Prescriptions without Descriptions


The largest moral force in today’s world is culture, and the prevailing moral attitude of culture is one of non-explanation. Culture tells people that morality is whatever culture has defined to be moral. As a result, while many people have strong beliefs about what is right and wrong, they can seldom provide reasons for their beliefs that are based in what causes good or bad things to happen. Instead, they embrace the philosophy of “it just is that way.” It is the philosophy of a people that have decided that whatever they were taught is self-evidently right and no other justification should be expressed. Consider the mindset of people that think in this way. “You should give money to beggars.” Why? “It’s the right thing to do.” “You shouldn’t curse.” Why? “It isn’t nice.” Whether or not charity is good or profanity is bad is not the issue. The issue is that a widespread opinion that something is right or wrong does not make it so.


“Prescriptions without descriptions” is a term I use for instructions or suggestions from people that believe they know what ought to happen but can’t define why. It is a reference to the beliefs of a world that can prescribe behavior but can’t describe goodness. It refers to how people “know” their morals are correct, but can’t or won’t say how those morals conform to reality. These people typically just automatically accept the ideals of their family as true. Ironically, they also tend to fervently denounce relativism, the theory that values are relative to the groups holding them.


Imagine what happens when the philosophy behind “prescriptions without descriptions” is the environment for children growing up trying to learn truth, value, and purpose.
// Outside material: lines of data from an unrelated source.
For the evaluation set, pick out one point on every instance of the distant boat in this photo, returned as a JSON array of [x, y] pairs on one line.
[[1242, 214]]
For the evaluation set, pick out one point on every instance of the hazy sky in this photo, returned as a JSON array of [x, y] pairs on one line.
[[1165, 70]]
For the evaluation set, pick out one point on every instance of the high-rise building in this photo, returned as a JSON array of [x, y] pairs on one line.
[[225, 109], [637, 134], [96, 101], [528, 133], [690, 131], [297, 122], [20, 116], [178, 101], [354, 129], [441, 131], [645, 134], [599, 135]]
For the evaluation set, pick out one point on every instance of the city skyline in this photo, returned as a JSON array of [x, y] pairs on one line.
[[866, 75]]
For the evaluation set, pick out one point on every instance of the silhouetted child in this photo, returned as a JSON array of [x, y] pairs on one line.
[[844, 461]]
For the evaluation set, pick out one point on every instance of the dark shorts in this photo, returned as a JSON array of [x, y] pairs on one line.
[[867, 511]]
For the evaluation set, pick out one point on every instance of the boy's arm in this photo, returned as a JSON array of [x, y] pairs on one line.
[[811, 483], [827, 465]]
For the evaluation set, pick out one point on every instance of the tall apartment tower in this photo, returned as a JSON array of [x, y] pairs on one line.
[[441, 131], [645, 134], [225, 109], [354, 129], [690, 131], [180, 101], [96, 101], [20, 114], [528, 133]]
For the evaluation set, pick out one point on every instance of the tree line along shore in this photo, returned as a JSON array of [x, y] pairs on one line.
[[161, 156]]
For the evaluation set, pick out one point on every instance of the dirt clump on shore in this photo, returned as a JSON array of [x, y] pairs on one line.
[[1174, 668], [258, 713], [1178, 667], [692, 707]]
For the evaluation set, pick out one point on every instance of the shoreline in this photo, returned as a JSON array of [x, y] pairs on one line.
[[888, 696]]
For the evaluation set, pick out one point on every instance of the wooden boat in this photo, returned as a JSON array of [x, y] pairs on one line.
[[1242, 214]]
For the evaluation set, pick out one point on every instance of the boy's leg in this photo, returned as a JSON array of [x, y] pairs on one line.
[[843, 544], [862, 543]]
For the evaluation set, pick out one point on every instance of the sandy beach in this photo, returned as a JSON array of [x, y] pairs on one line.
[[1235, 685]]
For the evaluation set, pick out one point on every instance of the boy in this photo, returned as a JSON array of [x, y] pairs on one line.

Imagine the discourse between a child and others in such an environment. (You don’t actually have to imagine this; it is currently happening everywhere.) Why should I read a book you recommend? It’s a classic. Why should I eat black-eyed peas on New Year’s Day? It’s a tradition. Why should I be pressured to play with others when I’m fine playing by myself? That’s not normal. Why do I have to make up my bed? I said so. Why should I wear socks that barely go above my shoes? It’s popular. Why should I volunteer my time to get into some academic club? It’s an “honor.” Why should I wake up early Sunday mornings, put on uncomfortable clothes, and shout praises to God? You’re supposed to. What reason is there to believe in such a being? Just have faith. Why should I pledge allegiance to the flag? It’s your country. Why should I pledge allegiance to my country? You have a “duty” to it. Why should I love my parents or government when they restrict my freedom for very poor reasons? You’re supposed to.
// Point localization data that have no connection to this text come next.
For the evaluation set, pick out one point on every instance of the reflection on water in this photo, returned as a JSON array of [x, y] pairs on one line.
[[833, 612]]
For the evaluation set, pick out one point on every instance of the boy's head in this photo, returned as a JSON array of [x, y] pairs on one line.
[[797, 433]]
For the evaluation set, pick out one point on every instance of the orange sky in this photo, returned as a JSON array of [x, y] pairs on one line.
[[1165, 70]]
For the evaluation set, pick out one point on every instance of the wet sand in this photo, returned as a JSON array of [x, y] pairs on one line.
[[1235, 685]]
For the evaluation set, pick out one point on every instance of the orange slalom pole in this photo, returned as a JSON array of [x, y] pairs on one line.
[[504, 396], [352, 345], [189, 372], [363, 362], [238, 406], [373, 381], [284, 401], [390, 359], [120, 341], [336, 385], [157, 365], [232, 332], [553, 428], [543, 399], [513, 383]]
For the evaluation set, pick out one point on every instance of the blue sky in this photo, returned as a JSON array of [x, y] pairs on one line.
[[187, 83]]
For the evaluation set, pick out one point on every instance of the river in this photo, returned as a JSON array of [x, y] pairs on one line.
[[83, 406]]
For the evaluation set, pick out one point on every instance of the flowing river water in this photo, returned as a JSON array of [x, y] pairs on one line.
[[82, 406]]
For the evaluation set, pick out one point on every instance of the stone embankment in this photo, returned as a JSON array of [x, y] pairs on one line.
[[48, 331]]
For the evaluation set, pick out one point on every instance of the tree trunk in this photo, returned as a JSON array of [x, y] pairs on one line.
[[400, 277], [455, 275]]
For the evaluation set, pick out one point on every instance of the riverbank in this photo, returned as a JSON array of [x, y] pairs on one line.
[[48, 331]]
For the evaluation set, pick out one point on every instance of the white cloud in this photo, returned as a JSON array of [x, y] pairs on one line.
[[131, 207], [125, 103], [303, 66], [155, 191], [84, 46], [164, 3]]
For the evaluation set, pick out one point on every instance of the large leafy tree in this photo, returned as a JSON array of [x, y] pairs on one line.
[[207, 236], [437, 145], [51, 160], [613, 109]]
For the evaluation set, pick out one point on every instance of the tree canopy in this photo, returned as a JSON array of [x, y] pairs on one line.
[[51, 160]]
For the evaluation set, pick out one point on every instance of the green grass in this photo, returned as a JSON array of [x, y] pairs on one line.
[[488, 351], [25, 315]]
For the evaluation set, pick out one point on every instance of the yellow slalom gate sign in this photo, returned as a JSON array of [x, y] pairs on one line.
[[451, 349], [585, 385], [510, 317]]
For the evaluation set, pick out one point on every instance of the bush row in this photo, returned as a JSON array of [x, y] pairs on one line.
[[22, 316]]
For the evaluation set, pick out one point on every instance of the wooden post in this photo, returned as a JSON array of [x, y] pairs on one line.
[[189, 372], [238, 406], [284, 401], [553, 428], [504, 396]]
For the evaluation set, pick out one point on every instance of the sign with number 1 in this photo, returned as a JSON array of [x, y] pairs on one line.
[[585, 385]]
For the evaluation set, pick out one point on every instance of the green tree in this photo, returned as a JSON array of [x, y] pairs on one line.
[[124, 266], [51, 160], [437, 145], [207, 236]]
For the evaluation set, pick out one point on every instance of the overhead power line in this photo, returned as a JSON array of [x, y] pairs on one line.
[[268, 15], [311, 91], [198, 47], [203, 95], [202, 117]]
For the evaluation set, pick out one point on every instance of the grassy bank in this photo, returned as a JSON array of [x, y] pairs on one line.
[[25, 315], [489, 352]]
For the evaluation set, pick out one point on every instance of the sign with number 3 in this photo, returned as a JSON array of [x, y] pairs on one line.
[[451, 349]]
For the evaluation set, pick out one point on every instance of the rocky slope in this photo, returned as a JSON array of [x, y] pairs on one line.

The barrage of naturalistic fallacies and statements that declare rightness without reason never ends. Very few children are able to withstand such an assault. Most succumb to the culture and begin to automatically follow the morals dictated to them. These people, having lost sight of the fact that what is right can only be defined by positive consequences in reality, often spend their lives frustrated to find that the values and actions they believe to be right don’t always cause a good life to them. They fail to develop their cognition or awareness, because they rely on automatic explanations rather than to understand reasons for knowledge and actions. Also, since they don’t know any better, they perpetuate this cycle of ignorance to another generation that will come to agree that value and purpose are not things for individuals to decide. It takes a great desire for truth over comfort for a person to risk the acceptance of his or her community and question the automatic prescriptions of culture.